Ponderosa Pine
Pinus ponderosa Douglas ex Lawson & C. Lawson 

Rocky Mountain ponderosa pine. Collected along the Clearwater River near the mouth of the North Fork of the Clearwater River in Clearwater Co., Idaho, on 1 Oct 1805. (Source)

The ponderosa pine is a coniferous tree with evergreen needles 4-10 inches long, usually in bundles of 3. The bark is orange brown to cinnamon with jigsaw-like plates outlined by deep, black fissures. The seed cones are ovala, 8-14 cm ling, with think, spine tipped scales, maturing in 2 years.  It bears cones as early as 7 years and continues to produce good cone crops up to at least 350 years. It flowers in June and the seeds ripen in October. 

The ponderosa pine has the potential for achieving large dimensions. Stems of 103.5 inches. and 232 feet in height have been recorded. Diameters at breast height of 30 to 50 inches and heights of 90 to 130 feet  are common throughout its range. Trees often reach ages of 300 to 600 years.

The plant prefers light (sandy) and medium (loamy) soils, requires well-drained soil and can grow in nutritionally poor soil. The plant prefers acid and neutral soils. It cannot grow in the shade. It requires dry or moist soil and can tolerate drought. Pacific ponderosa pine is typically found on warm, dry sites. The climate is characterized by a short growing season and minimal summer precipitation. The ponderosa pin can tolerates strong winds but not maritime exposure. It is found a elevations from 1,800 to 9,000 feet throughout the Central and Western U. S.

Food Uses
Inner bark - raw or cooked. Best harvested in the spring. The inner bark can be eaten fresh, but is more often dried, ground into a powder and either used as a thickener in soups or is mixed with flour for making bread etc. The seed, while quite small, is used raw or cooked. It is rich in oil and has a slightly resinous flavor. Quite small, it is only about 8mm long. The seed can be crushed into a meal and used in making bread etc. The resin has been chewed as a gum. Young male cones have been chewed for the juice. A vanillin flavoring is obtained as a by-product of other resins that are released from the pulpwood. (Source)

Medical Uses
Ponderosa pine was employed medicinally by several native North American Indian tribes, who valued it especially for its antiseptic and vulnerary properties, using it to treat a range of skin problems, cuts, wounds, burns etc. It was also valued for its beneficial effect upon the respiratory system and was used to treat various chest and lung complaints.

The turpentine obtained from the resin of all pine trees is antiseptic, diuretic, rubefacient and vermifuge. It is a valuable remedy used internally in the treatment of kidney and bladder complaints and is used both internally and as a rub and steam bath in the treatment of rheumatic affections. It is also very beneficial to the respiratory system and so is useful in treating diseases of the mucous membranes and respiratory complaints such as coughs, colds, influenza and TB. Externally it is a very beneficial treatment for a variety of skin complaints, wounds, sores, burns, boils etc and is used in the form of liniment plasters, poultices, herbal steam baths and inhalers.
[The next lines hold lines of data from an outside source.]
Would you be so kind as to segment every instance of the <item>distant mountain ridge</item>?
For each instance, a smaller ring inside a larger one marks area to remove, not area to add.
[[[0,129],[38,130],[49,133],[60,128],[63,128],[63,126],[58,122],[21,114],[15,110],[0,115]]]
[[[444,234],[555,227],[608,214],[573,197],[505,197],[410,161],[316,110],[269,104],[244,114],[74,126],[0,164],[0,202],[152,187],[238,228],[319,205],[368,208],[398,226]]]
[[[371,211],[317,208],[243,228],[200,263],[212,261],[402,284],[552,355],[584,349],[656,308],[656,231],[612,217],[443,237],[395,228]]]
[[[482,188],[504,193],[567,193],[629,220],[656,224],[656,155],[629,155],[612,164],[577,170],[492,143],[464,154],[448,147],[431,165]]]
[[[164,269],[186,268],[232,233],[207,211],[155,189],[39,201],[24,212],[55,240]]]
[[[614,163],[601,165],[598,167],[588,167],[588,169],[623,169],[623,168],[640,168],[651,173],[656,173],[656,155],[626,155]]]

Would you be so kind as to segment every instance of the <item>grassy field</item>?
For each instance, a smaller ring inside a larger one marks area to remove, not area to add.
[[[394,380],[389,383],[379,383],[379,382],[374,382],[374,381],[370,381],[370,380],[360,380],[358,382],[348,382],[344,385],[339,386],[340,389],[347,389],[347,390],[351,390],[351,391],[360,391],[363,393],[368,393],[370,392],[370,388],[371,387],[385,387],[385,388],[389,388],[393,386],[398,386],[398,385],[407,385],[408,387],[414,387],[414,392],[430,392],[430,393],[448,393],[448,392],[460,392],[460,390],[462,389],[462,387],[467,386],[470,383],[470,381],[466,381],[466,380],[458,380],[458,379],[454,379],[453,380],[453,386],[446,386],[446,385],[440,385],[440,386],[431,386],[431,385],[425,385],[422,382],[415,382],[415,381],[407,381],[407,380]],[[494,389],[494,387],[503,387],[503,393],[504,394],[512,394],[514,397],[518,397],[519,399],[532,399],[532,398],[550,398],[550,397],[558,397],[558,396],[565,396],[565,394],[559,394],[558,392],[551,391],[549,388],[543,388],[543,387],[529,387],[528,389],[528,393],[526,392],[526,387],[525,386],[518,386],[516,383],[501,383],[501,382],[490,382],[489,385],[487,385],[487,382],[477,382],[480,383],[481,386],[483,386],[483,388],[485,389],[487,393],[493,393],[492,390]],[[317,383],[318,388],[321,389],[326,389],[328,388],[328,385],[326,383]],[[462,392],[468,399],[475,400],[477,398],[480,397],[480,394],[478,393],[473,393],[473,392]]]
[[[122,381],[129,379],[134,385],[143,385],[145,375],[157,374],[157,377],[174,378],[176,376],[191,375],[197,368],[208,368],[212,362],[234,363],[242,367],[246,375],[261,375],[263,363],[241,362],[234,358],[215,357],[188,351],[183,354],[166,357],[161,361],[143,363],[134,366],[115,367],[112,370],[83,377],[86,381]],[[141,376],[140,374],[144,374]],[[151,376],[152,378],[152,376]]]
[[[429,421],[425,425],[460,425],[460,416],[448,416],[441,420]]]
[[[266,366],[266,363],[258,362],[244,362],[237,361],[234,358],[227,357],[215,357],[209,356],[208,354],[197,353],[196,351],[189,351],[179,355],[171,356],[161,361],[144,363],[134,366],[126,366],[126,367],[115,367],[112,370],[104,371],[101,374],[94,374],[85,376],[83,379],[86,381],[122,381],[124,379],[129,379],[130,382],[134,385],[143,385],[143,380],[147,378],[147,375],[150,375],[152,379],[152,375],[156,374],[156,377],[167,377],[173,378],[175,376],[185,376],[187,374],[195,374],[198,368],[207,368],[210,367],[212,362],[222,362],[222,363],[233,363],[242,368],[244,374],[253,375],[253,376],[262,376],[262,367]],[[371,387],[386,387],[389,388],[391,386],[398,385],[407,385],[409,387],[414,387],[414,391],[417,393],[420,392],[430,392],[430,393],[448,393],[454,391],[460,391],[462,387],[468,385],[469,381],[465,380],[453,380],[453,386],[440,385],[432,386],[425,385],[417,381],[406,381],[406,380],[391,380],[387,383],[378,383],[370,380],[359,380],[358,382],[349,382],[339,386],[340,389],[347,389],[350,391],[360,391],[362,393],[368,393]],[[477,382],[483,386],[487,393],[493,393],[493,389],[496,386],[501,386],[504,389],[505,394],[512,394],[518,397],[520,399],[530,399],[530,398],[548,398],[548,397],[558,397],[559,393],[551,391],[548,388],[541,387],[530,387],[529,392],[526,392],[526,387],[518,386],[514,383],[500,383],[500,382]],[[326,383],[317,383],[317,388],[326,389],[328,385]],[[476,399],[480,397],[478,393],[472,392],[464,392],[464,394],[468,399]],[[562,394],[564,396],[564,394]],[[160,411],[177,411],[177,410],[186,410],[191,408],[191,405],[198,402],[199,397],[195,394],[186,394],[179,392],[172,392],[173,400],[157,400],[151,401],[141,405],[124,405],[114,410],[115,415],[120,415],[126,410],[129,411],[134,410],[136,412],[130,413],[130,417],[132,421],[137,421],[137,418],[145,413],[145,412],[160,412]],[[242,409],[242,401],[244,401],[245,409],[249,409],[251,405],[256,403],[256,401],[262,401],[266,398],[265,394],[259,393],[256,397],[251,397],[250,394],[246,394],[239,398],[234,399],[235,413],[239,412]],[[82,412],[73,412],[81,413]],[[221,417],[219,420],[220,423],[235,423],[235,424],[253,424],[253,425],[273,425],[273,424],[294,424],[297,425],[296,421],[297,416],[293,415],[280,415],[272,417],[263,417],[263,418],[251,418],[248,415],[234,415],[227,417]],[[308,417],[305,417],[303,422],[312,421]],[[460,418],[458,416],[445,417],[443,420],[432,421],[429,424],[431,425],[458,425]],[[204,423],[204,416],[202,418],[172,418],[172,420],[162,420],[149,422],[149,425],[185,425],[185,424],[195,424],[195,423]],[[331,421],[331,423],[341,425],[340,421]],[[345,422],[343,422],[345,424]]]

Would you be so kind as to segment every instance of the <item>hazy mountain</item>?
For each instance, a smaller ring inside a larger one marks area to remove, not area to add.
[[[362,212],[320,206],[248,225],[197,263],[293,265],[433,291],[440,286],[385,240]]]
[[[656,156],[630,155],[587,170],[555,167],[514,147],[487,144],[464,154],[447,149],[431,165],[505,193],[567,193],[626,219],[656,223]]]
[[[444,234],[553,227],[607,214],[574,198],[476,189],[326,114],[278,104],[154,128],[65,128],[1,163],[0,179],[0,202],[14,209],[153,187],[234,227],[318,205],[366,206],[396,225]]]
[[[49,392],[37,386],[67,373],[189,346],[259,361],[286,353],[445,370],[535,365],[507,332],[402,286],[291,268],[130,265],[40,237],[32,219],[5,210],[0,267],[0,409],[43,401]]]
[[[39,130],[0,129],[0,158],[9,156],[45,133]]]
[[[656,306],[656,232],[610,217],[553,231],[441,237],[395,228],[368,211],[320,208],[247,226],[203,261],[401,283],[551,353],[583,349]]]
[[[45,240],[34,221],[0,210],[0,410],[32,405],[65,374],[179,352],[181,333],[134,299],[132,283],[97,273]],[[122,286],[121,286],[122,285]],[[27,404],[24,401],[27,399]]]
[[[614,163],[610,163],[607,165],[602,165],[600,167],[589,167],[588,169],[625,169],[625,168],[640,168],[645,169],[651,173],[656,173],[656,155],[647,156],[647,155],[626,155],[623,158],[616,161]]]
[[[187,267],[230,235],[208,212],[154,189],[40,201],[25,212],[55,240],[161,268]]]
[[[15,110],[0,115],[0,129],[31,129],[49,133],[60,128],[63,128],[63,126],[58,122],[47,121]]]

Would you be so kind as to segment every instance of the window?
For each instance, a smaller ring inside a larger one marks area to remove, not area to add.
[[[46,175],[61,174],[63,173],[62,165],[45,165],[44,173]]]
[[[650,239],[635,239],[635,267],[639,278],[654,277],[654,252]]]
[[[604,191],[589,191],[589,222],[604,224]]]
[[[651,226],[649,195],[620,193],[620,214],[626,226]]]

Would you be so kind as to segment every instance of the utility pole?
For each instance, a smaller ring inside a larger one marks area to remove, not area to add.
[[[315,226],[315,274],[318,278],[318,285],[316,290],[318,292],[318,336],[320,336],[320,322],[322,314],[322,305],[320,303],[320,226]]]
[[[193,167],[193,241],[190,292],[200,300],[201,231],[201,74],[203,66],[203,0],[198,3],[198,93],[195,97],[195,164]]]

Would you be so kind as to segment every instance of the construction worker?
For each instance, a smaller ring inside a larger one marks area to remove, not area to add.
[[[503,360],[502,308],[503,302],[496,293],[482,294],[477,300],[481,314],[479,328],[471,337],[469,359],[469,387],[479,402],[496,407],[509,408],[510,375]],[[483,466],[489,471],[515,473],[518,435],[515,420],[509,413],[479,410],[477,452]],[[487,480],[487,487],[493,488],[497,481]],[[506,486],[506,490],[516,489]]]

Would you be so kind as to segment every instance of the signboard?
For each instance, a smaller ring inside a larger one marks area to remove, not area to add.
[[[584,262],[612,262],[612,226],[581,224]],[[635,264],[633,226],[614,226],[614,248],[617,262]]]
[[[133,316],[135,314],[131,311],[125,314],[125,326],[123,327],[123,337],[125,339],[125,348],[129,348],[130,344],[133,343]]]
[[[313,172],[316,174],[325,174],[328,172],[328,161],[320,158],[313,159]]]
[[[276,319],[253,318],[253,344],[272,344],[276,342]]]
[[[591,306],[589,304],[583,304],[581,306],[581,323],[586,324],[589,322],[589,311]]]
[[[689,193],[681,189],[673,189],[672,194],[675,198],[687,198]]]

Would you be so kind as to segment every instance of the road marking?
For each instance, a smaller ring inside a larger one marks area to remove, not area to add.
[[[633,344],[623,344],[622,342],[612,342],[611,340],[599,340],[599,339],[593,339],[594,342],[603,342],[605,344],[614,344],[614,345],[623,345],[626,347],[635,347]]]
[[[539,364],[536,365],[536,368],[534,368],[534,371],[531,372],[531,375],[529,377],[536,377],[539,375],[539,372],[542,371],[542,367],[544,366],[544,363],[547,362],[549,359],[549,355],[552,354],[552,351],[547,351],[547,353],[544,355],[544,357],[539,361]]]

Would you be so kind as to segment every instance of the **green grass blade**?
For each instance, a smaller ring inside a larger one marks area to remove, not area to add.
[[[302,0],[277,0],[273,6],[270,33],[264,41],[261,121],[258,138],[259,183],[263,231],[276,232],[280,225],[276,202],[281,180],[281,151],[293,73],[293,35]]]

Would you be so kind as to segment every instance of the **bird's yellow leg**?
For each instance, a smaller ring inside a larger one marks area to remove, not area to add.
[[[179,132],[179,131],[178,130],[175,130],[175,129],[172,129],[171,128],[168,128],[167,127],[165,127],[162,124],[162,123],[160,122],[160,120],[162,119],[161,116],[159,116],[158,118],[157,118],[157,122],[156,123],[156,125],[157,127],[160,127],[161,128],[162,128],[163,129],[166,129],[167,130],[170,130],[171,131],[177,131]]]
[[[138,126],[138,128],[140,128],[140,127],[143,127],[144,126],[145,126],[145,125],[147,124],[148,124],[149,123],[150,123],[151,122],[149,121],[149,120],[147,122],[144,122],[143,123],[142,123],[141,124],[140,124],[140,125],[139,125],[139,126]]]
The branches are used in herbal steam baths as a treatment for muscular pains. A decoction of the plant tops has been used in the treatment of internal bleeding and high fevers. An infusion of the dried buds has been used as an eye wash.  (Source)

Other uses:
Ponderosa pine is the most commercially valuable and productive timber tree in the inland west. High-quality logs are used for high-grade boards and a wide variety of other products including cabinets, molding, and cut stock. Lower-quality logs are used for dimension lumber and other construction products.

Value to Animals:
Ponderosa pine communities are critical habitat for a wide variety of birds  including owls, other cavity nesters, and wild turkey. Cavity-nesting birds use interior ponderosa pine snags for foraging and roosting as well as nesting.

Interior ponderosa pine provides habitat for many rodent species, and the seeds are an important food source for some rodents and shrews. Tree squirrels use interior ponderosa pine for nesting, and the seeds are among their most important foods. Ponderosa pine communities provide valuable deer habitat. Their under stories provide forage; production is highest in open stands. The tree itself provides minor browse. Common porcupines consume the phloem of mature interior ponderosa pine.